Wanneer professionele hulp zoeken
Dokter Miller zegt dat het belangrijk is om psychologische hulp te zoeken “als je zo van streek bent en zo intens rouwt dat het meer is dan een teleurstelling van voorbijgaande aard – het wordt een angst om die baby te krijgen, geen band met de baby te kunnen krijgen, je depressief te voelen of zelfs angstig over hoe je een baby met dat geslacht moet opvoeden.”
Therapie kan “een nuttige manier zijn om de aangekomen baby te leren zien en waarderen voor het unieke individu dat hij is, terwijl je erkent dat het OK is om te rouwen om het verlies van de geïdealiseerde baby”, zegt ze.
Sara ging voor behandeling naar een psycholoog, en beveelt die ten zeerste aan.
“Ik heb de helft van mijn zwangerschap ontkend dat ik een meisje kreeg en ik wou dat ik eerder hulp had gezocht, zodat ik me tijdens de zwangerschap meer aan haar had kunnen binden”, zegt ze.
Biologisch geslacht is niet bepalend voor je kind
Je kunt tenslotte knutselen, met een bal gooien, bakken, boeken lezen, naar de dierentuin gaan en speciale uitjes plannen met een kind van elk geslacht.
“Als je hecht wilt zijn, laten we het geslacht er dan even buiten houden en nadenken over wat de hechtheid zou bevorderen,” zegt dr.

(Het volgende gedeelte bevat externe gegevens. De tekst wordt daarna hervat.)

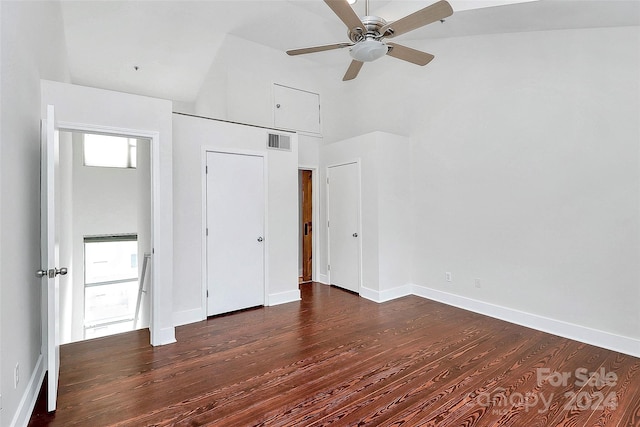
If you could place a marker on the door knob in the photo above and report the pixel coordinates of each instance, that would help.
(52, 272)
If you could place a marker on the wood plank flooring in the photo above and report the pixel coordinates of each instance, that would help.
(337, 359)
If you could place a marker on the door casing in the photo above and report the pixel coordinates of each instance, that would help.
(203, 174)
(359, 219)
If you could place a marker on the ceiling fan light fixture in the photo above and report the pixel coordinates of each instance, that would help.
(368, 50)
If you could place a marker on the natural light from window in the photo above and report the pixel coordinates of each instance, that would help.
(109, 151)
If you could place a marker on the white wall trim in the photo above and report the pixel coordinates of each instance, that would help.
(387, 294)
(572, 331)
(185, 317)
(30, 396)
(165, 336)
(283, 297)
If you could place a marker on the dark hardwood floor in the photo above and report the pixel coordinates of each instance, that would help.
(336, 358)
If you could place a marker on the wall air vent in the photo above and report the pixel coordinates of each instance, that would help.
(279, 142)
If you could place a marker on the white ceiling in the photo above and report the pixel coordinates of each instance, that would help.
(175, 42)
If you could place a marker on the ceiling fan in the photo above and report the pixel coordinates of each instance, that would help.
(367, 35)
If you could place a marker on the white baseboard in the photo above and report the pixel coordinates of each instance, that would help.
(163, 336)
(30, 396)
(185, 317)
(387, 294)
(572, 331)
(284, 297)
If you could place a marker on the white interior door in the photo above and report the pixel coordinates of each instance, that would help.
(344, 226)
(50, 257)
(235, 232)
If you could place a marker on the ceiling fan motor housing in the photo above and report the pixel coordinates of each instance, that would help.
(372, 24)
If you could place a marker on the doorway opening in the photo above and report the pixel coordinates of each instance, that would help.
(105, 234)
(305, 251)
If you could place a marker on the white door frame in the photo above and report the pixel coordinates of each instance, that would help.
(359, 185)
(203, 174)
(315, 217)
(159, 258)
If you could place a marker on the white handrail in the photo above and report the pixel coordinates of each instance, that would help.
(147, 256)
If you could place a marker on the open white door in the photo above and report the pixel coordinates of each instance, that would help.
(50, 244)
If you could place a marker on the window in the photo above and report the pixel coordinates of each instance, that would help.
(111, 284)
(109, 151)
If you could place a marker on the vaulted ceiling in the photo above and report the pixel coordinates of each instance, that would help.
(173, 43)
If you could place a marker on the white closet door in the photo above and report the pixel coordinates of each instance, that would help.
(235, 224)
(344, 226)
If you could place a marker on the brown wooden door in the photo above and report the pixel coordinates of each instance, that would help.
(307, 229)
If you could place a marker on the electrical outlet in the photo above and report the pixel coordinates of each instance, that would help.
(16, 376)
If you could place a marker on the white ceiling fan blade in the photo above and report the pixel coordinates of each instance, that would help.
(414, 56)
(346, 14)
(353, 70)
(318, 48)
(429, 14)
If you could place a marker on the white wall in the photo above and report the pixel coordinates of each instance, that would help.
(527, 175)
(385, 209)
(192, 135)
(32, 48)
(134, 115)
(234, 90)
(525, 172)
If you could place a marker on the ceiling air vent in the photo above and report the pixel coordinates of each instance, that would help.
(279, 142)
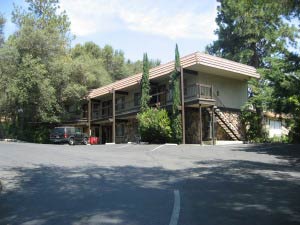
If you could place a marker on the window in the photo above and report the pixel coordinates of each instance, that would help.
(96, 108)
(120, 103)
(137, 99)
(107, 108)
(120, 130)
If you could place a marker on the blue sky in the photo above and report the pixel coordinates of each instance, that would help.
(137, 26)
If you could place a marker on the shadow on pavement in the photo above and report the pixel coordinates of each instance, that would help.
(213, 192)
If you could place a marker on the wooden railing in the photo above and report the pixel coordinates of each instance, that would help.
(161, 99)
(198, 91)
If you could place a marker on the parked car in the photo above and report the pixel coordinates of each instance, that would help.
(69, 135)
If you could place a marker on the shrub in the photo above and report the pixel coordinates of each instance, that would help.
(154, 125)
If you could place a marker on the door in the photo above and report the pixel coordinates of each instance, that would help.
(106, 134)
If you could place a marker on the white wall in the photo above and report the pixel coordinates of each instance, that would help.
(275, 128)
(232, 92)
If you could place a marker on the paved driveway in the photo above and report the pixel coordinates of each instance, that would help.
(150, 184)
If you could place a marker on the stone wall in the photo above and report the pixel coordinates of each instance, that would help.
(192, 123)
(130, 131)
(234, 117)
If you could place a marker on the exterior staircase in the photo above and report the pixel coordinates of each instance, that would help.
(228, 127)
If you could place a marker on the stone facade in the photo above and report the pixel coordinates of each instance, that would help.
(130, 131)
(234, 117)
(192, 124)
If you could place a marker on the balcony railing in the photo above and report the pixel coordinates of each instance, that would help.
(195, 91)
(202, 91)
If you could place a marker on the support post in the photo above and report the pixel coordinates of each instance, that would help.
(114, 117)
(200, 123)
(213, 125)
(182, 105)
(89, 115)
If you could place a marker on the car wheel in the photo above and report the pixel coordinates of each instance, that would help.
(71, 141)
(85, 141)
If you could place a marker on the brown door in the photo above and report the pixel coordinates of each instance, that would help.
(106, 134)
(162, 95)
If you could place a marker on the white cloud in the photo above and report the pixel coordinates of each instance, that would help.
(172, 19)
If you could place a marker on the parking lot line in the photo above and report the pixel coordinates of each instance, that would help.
(152, 150)
(123, 146)
(176, 208)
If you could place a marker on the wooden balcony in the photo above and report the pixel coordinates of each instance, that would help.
(192, 93)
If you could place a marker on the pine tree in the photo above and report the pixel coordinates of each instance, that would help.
(145, 85)
(251, 31)
(176, 123)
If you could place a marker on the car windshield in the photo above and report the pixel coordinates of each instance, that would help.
(58, 130)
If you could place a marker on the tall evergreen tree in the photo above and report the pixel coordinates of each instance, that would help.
(249, 32)
(2, 22)
(176, 122)
(145, 85)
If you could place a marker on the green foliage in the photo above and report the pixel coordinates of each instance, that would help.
(2, 22)
(145, 85)
(176, 122)
(250, 31)
(258, 33)
(154, 125)
(283, 75)
(41, 76)
(252, 126)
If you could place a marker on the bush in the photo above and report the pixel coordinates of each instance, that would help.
(154, 126)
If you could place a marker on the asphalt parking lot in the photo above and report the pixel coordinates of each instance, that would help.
(149, 184)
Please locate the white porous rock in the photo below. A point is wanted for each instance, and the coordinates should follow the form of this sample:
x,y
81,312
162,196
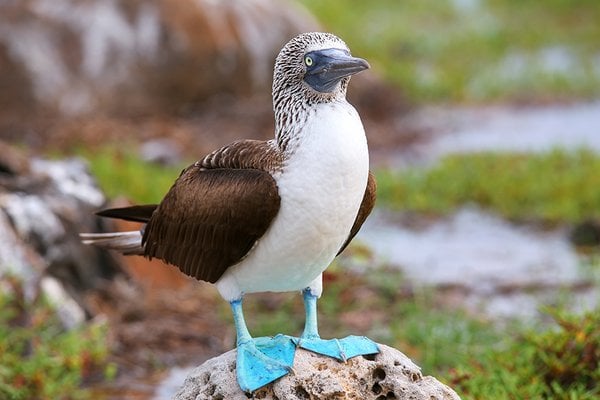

Miller.
Het is ook belangrijk om te beseffen dat, ongeacht het biologische geslacht van je baby, je kind zich uiteindelijk misschien niet zal identificeren met het geslacht dat je verwacht.
Of ze identificeert zich met het geslacht dat je had verwacht, maar is een echte “tomboy” die niet geniet van de moeder-dochter-winkeltripjes die je je had voorgesteld, zegt dr. Miller.
Het kan voor ouders nuttig zijn om zich te realiseren dat er “allerlei dingen zijn die ouders in hun kinderen wensen die misschien niet uitkomen”, zegt ze.
Het wegnemen van de associaties en verhalen die we hebben verbonden aan onze ideeën over gender kan ons vrijmaken om onze kinderen te koesteren om de unieke individuen die ze zijn, schrijft Dr. Miller.
Ultimately, beyond passing on good values, teaching them resilience and how to manage peer pressure and other important life skills, “we can’t control the child we get”, voegt ze eraan toe.
“Even if they’re the gender we wanted.”
*Names zijn veranderd om privacyredenen.